“Entering into the deep pain of our souls in order to see how subtly but stubbornly we keep our distance from one another in an effort to protect ourselves from that pain is an approach to understanding relational sin that is not widely considered…
We’ve been called into relationship with God so we may relate more deeply with others…
When openness to Scripture, to the whispering of God’s Spirit, and to honest feedback from fellow Christians leads to an awareness of relational sin, then, and only then, is deep repentance possible…
It requires that we spot some of the specific ways we protect ourself as we communicate with our mate, interact at a committee meeting, or socialize after church, and that we change those ways of relating because we want to move toward others regardless of personal risk.
Once we understand the concept of relational sin, we repent by radically shifting our motivation and direction from self-preservation to trust on the basis of the belief that Christ has given and is preserving our life. The fruit of repentance is a changed style of relating that replaces self-protective maneuvering with loving involvement.
In Hosea 14:1-3 [which we just went over a couple of weeks ago in small group – ack!], God tells us exactly how to repent:
‘Return, O Israel, to the LORD your God. Your sins have been your downfall! Take words with you and return to the LORD. Say to him:
‘Forgive all our sins and receive us graciously, that we may offer the fruit of our lips. Assyria cannot save us; we will not mount war-horses. We will never again say ‘our gods’ to what our own hands have made, for in you the fatherless find compassion.’
‘Return to the LORD your God’
Every effort to change must involve at its core a shift in direction away from dependence on one’s own resources for life to dependence on God…The Christian’s call is to relationship, to loving, non-defensive involvement with others…
‘Take words with you’
The more thorough our awareness of sin, the more complete our repentance. Because we’ll never see ourself exactly as we are until Heaven, the prayer that God cleanse us from secret faults is always appropriate. But it must never be an excuse for not exploring our problem with sin.
‘Forgive all our sins’
Repentance is a turning away from sin that’s made possible by God’s willingness to forgive us…We will genuinely love only as we deal with the sin in our heart…

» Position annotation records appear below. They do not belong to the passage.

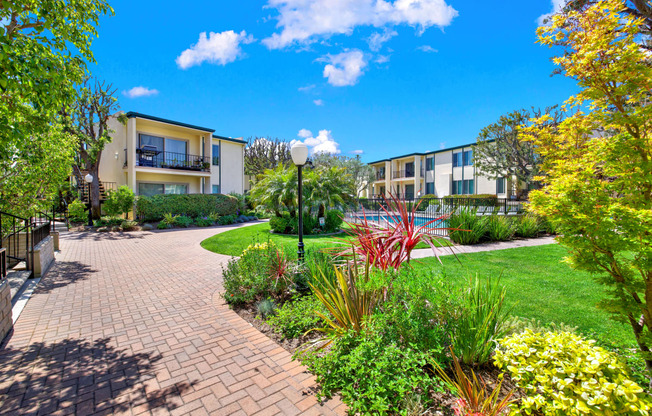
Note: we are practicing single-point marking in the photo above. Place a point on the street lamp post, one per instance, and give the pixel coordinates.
(89, 179)
(299, 152)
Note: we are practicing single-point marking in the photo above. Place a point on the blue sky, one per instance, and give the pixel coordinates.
(371, 76)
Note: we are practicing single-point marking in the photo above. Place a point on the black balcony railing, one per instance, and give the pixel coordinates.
(407, 173)
(170, 160)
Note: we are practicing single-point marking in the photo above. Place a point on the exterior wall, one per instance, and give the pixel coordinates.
(229, 175)
(193, 182)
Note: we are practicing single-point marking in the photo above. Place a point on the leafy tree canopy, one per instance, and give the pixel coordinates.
(598, 162)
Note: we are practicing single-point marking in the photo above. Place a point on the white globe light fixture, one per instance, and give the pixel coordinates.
(299, 152)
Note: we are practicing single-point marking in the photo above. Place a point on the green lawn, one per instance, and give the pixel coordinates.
(233, 242)
(540, 286)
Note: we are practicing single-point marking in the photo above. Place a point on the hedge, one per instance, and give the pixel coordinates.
(153, 208)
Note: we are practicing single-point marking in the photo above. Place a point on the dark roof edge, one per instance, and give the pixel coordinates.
(228, 139)
(133, 114)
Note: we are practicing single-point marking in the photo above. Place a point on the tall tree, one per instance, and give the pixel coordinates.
(43, 46)
(598, 162)
(88, 122)
(501, 153)
(264, 153)
(361, 173)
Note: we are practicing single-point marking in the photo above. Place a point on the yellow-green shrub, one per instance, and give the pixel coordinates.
(564, 374)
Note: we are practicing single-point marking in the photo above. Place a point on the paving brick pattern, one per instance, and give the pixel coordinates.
(133, 324)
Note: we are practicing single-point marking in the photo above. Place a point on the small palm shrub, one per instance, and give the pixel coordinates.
(500, 228)
(483, 321)
(474, 398)
(255, 275)
(467, 227)
(266, 308)
(527, 226)
(565, 374)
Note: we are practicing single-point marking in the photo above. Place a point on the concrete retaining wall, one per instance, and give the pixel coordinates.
(6, 322)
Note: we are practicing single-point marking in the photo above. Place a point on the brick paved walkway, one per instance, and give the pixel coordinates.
(131, 324)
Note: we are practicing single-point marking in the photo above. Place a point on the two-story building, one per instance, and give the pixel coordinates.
(153, 155)
(441, 173)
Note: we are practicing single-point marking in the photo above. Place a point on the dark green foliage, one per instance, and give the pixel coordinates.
(203, 222)
(260, 272)
(108, 221)
(334, 219)
(500, 228)
(266, 308)
(77, 211)
(527, 226)
(128, 225)
(119, 201)
(226, 219)
(471, 228)
(183, 221)
(298, 316)
(372, 373)
(153, 208)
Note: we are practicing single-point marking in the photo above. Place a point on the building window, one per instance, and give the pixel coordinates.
(464, 187)
(468, 158)
(457, 159)
(500, 186)
(216, 155)
(149, 189)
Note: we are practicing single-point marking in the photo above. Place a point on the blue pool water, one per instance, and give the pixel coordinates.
(419, 221)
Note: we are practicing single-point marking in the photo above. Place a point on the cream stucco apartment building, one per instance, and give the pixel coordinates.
(441, 173)
(153, 155)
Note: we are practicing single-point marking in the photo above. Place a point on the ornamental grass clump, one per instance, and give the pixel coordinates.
(564, 374)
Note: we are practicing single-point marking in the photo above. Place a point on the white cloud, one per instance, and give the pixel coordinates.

‘Receive us graciously, that we may offer the fruit of our lips’
So many of our efforts to change have a hidden but definite agenda…True repentance, on the other hand, is energized by the hope of knowing and worshipping God more richly…We will be driven to true worship only as we give up on all earthly hopes of finding life (which requires that we face our disappointments in every relationship), and grow in our understanding that there is life in Christ and nowhere else.
‘Assyria cannot save us; we will not mount war-horses’
Israel was threatened with national collapse…a pact with Assyria to protect them combined with their own military efforts might win the day…
When the essential well-being of my soul is attacked, I must not protect myself, even though an effort to preserve myself from destruction seems like the right thing to do.
To do so leads to death.
Christ could not have contradicted natural wisdom more completely when He taught that life is found by making no effort to keep it.
Israel turned to Assyria and war-horses for her national survival.
We resort to self-protective maneuvering in our patterns of relating to ensure our personal survival.
Repentance requires a sincere admission that whatever we’re depending on for life will let us down.
Assyria cannot save us.
Self-protection is futile.
We will therefore shift our direction away from depending on our own resources to vulnerably trusting God. If He fails to come through, then we’ll be destroyed. That is the recognition that leads to change.
‘We will never again say ‘Our gods’ to what our own hands have made’
This is the core of repentance. Thirsty people are invited to come to Christ. But because we’re not only thirsty but also foolishly rebellious, we grab our shovels and run into the wilderness to dig our own water supply. We’re determined, with all the intensity of someone struggling to survive, to maintain control over our own welfare.
Trust does not come easily to fallen people.
But it must come.
And its development requires a clear and decisive break with self-sufficiency. Doing so will seem like suicide, but it is the path to life.
‘Whoever loses his life for me will save it.’ (Luke 9:24)
‘In You the fatherless find compassion’
Fatherless children are unprotected, vulnerable to the point of helplessness. Repentance leads us into an experience of our disappointment and aloneness that crushes us with a pain that cannot be relieved. But when we trust God in our helplessness enough to move toward other people simply because that is God’s will for us, then the reality of His compassion slowly begins to enter our soul. As we walk a path that seems to lead toward death, a sense of life quietly grows within us.
When repentance moves us from self-protection to obedient trust, then God moves in changing power.
He heals our waywardness (Hosea 14:4) so our compulsive desire to sin no longer masters us.
He deepens our roots (vs 5), creating a new stability.
He grants us splendor and an appealing fragrance (vs 6); our life becomes attractive.
People dwell in our shade (vs 7), suggesting that others are blessed by our strength.
We learn that our fruitfulness comes from God (vs 8), and our heart worships Him with gratitude and love.”